The saints are distinguished by their close association with God. They have suffered for their faith, have often defended it to the point of giving up themselves and, by virtue of their faith, have performed deeds that generally exceed human standards.


In the Letter to the Hebrews Paul refers to the lives of the saints in the following words:  “They have suffered ridicule and scourge, as well as gang and prison; they are stoned, hacked, stabbed, killed by the sword; They went about in furs and goatskins, with want, with tribulation, with hardship, they, of whom the world was not worthy. "


The saints do not help the believers of their own accord, but with the help of the qualities that God has given them. God alone is due to worship; Angels and saints are only venerated. The Mother of God experiences the highest veneration. Since the holy mediators are between God and man, they can be called upon in questions of personal life on which they intercede with God.


First of all, the saints include the prophets, in Hebrew: heralds (of the divine will) and the apostles. They usually have a halo on icons. Mostly they are given an attribute on pictorial representations that characterizes them. The attributes are generally related to her life. Sometimes their presence in the picture is only shown by their symbols.

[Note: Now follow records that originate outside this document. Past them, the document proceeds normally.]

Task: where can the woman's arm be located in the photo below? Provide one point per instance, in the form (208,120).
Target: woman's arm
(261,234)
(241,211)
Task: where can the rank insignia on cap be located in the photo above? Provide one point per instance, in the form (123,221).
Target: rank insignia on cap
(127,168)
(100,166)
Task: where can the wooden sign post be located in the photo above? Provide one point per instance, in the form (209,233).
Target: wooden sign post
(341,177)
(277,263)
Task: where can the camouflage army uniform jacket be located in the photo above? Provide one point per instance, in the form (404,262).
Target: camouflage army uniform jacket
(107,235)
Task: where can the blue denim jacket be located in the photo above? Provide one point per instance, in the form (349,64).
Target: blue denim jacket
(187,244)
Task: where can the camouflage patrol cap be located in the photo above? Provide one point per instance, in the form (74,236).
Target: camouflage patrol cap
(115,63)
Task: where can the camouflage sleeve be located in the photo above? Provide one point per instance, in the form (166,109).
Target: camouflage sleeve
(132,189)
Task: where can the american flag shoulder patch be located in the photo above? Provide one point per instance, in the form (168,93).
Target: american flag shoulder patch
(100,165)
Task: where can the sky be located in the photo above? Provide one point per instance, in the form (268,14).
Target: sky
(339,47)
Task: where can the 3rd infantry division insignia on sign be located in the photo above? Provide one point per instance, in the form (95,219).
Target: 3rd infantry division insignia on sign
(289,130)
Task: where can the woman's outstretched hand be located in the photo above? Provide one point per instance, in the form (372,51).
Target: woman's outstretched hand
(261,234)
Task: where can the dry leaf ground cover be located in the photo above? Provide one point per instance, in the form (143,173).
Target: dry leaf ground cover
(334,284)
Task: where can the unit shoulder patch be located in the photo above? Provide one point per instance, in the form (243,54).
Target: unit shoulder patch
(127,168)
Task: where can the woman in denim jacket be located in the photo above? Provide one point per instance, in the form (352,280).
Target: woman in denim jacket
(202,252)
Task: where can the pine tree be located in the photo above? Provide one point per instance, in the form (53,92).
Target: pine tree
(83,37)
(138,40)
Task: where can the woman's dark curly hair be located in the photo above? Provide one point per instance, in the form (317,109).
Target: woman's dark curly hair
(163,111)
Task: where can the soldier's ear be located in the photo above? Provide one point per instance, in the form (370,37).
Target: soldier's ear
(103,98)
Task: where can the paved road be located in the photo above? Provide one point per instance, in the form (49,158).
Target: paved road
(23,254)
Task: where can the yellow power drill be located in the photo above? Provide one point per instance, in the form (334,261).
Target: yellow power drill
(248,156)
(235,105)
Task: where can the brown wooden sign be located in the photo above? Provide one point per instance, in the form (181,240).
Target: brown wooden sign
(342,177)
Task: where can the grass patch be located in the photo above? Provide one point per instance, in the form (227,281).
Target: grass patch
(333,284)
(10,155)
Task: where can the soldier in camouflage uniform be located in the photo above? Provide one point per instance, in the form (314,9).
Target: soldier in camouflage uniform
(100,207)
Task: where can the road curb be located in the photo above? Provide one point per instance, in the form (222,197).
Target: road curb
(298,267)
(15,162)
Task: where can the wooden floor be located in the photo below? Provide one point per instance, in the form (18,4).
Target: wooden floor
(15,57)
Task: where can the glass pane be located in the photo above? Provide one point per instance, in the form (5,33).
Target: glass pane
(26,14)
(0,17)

A distinction is made between the four great and the twelve minor prophets, depending on the extent of the records of their work. The four great prophets and their attributes are: Isaiah (saw), Jeremias (rod, sentinel), Ezekiel (gate with towers) and Daniel (lion or ram). Since the 9th century they have often been pictured opposite the four evangelists.


The twelve minor prophets often contrasted with the twelve apostles are:  Oseas / Hosea Joel, Amos, Abdias / Obadja, Nahum, Jonas Micha, Habakuk, Sophonias / Zephanja, Haggai, Zacharias and Malachias / Malachi.


Elias and his disciple Elisa (Elisäus) are also counted among the prophets, as well as Moses, the princes of the prophets David and Solomon and others, including some ancestors such as Aaron and Samuel. The Athos painter's handbook gives us information about this. The twelve apostles in the Eastern Church include many of the disciples Jesus and Paul, who was called by Jesus to be an apostle, and, unlike the Western Church, the evangelists Mark and Luke. The names of all twelve are: Peter, Andrew, John the Evangelist, Philip, Bartholomew, the Evangelist Matthew, Thomas the Younger, Simon, Paul and the two evangelists Mark and Luke.


Of the saints from the ranks of hierarchs, spiritual leaders and bishops, Basil the Great, Gregory of Nazianzen and John Chrysostom are particularly venerated in the Eastern Church and depicted on icons. In their honor the Orthodox Church celebrates the feast of the Three Holy Hierarchs on January 30. They can often be seen together on icons.


There are around 2000 saints in the Orthodox Church. The most popular include: the two apostles Peter and Paul, the Doctors of the Church Basilius and Chrysostom, the warrior saints George and Demetrius, Nicholas the miracle worker, John the forerunner and the Old Testament prophet Elias. Most of the icons of saints tell of their lives and deeds.